When the ads ran in Massachusetts ahead of the state’s March 1 primary, people stopped Berkowitz on the street to ask if he was really making a run for the presidency, he said. The company declined to reveal specific sales figures or how much was spent on the campaign, other than to say there was an increase in sales and foot traffic at Boston-area locations in the weeks after the ads aired.
Some think election-themed ads are too risky in such a polarized political environment, as brands could easily alienate Democrats or Republicans if they depict their product as somehow aligned with a certain party. “This is really pretty incendiary stuff,” Iyengar said. “If I am a brand or I am a product, I’m really not going to go near the election. Period.”
Macy’s, NBCUniversal and Serta are among the companies that have wrestled with that controversy, receiving blowback for their business relationships with Trump and for their subsequent decisions to end those partnerships. When Macy’s decided last year to pull Trump’s clothing collection from its stores, it assuaged consumers who had been offended by Trump’s comments on immigrants but angered consumers who objected to the store’s apparent anti-Trump move. CEO Terry Lundgren said Macy’s would never carry products by a presidential candidate and explained that it had never before had to deal with that problem. “This is a brand-new experience for us, and I hope it will not be something we will have to deal with in the future,” he said.

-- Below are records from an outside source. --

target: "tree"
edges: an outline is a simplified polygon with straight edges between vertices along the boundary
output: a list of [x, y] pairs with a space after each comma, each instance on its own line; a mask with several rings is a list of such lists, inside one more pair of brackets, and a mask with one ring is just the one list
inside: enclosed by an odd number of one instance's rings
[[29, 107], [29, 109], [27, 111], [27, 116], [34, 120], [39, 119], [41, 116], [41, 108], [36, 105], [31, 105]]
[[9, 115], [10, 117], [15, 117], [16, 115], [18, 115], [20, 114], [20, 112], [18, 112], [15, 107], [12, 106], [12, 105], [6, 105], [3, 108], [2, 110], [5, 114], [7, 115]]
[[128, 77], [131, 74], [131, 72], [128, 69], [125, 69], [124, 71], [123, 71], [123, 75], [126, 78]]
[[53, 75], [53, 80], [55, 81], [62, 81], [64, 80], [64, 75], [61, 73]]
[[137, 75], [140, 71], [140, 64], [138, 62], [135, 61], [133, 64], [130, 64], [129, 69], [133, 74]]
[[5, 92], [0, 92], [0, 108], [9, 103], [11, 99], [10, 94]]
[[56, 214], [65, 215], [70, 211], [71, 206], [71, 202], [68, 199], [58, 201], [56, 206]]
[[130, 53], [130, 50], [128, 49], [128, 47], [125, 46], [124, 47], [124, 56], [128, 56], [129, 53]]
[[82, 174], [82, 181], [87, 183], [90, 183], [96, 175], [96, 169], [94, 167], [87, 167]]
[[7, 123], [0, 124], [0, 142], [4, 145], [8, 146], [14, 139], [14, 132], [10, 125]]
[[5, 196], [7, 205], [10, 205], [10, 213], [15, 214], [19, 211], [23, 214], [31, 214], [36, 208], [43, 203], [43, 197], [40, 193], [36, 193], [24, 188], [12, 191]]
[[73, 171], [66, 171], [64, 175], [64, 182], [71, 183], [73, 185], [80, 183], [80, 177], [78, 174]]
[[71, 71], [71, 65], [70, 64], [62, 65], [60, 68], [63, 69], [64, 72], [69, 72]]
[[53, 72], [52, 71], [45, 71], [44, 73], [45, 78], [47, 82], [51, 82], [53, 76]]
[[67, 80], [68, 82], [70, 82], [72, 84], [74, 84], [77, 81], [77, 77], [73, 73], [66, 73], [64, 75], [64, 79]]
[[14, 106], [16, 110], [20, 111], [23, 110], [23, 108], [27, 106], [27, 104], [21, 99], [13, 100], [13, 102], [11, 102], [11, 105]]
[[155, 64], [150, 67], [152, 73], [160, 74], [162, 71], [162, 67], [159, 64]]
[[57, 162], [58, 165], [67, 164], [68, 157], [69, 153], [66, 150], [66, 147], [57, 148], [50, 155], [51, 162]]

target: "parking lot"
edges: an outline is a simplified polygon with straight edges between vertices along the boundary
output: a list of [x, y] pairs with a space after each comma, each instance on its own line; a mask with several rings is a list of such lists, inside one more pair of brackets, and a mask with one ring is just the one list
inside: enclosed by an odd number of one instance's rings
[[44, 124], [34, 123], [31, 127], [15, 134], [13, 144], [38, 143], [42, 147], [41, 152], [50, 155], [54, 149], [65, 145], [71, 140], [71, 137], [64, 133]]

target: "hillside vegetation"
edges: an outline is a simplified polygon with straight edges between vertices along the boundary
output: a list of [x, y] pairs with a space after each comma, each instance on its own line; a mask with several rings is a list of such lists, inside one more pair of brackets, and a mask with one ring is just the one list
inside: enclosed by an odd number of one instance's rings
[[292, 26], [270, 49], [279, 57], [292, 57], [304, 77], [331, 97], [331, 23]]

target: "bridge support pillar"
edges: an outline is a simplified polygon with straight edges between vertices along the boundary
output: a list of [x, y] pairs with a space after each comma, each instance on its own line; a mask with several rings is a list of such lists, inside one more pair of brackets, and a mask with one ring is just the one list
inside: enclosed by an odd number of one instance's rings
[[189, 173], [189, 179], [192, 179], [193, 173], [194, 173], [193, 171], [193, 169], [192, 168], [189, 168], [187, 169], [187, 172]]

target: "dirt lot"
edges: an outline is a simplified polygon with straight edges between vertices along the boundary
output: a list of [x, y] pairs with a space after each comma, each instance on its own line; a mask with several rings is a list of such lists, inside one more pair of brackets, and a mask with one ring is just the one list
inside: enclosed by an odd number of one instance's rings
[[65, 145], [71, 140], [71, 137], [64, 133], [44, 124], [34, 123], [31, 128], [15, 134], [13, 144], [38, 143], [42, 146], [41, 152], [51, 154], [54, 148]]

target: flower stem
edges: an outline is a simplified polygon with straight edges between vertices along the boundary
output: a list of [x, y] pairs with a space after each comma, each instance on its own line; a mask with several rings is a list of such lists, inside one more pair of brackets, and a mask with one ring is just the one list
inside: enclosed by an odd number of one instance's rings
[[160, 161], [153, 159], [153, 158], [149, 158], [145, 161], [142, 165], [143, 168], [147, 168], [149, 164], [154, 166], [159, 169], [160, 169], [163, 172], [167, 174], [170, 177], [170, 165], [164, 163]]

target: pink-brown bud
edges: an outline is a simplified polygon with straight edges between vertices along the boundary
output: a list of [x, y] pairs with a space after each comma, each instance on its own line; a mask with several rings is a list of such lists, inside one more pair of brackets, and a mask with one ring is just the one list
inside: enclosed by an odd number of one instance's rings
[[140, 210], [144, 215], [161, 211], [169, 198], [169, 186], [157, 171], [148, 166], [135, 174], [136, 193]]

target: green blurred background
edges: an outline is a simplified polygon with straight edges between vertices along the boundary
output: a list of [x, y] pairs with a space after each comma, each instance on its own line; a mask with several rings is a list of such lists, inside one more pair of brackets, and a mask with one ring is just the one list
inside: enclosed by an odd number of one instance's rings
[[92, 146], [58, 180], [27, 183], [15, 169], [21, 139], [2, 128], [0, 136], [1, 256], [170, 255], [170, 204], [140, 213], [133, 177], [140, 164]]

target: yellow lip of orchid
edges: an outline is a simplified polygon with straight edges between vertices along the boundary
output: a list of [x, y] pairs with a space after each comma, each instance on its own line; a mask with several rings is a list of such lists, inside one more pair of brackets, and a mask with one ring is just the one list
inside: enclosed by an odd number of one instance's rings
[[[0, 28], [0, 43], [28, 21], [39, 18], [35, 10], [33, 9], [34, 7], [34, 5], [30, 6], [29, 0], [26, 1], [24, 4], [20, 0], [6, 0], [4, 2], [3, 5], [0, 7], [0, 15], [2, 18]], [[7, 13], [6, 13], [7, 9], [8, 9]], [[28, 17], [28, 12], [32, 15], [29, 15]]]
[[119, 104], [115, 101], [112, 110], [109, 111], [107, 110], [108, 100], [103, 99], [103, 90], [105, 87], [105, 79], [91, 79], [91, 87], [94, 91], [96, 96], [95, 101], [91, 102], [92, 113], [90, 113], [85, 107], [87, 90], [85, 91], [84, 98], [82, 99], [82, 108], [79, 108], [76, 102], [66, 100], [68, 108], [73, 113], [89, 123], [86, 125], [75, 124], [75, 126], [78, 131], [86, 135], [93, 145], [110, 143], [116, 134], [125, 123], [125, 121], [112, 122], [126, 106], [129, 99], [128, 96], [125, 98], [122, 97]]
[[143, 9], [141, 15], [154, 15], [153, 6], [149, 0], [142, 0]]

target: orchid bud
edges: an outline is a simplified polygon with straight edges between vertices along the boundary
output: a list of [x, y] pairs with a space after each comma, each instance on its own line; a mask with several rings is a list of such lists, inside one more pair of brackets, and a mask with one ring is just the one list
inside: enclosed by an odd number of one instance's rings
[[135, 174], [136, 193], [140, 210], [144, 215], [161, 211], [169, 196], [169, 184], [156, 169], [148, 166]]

Though this election has posed new challenges, the crossover between commercial and political branding isn’t new, said Georgetown professor Adonis Hoffman, who has a background in advertising and communications policy. He described the images of Americana that often appear in ads for trucks as the same as those that appear in presidential campaign ads—rolling hills, crowds of smiling people, a Main Street scene.
“Every credible candidate has at least one of those in their entire program, and those are kind of throwbacks to—if you think about some of the Ford commercials or Dodge commercials, where they’re really appealing to some strong American mainstream values,” Hoffman said.
As JetBlue asks passengers to reach across the airplane aisle, Pop-Tarts invites consumers to “pop the vote,” and the Burger King mascot appears in a debate opposite a “Senator,” Hoffman predicted the convergence of commercial and political advertising will continue through November. “I think what’s going to happen is we’re going to see what amounts to a Coke vs. Pepsi style of advertising,” he said, anticipating Trump and Clinton’s general election messaging. “How do those two products differentiate themselves?”
DeVito/Verdi—which has experience in politics, having made the ads for Clinton’s first Senate run—is now working on new Berkowitz-for-President ads that will roll out around the party conventions and general election. Ellis Verdi, the agency president, said he doesn’t think the campaign would have worked in a different election cycle. “This is that much of a cultural phenomenon,” he said. “As an advertising agency, I just can’t resist it.”
Verdi said his goal is to grab consumer attention with an empathetic message: “How silly is this campaign in some ways?”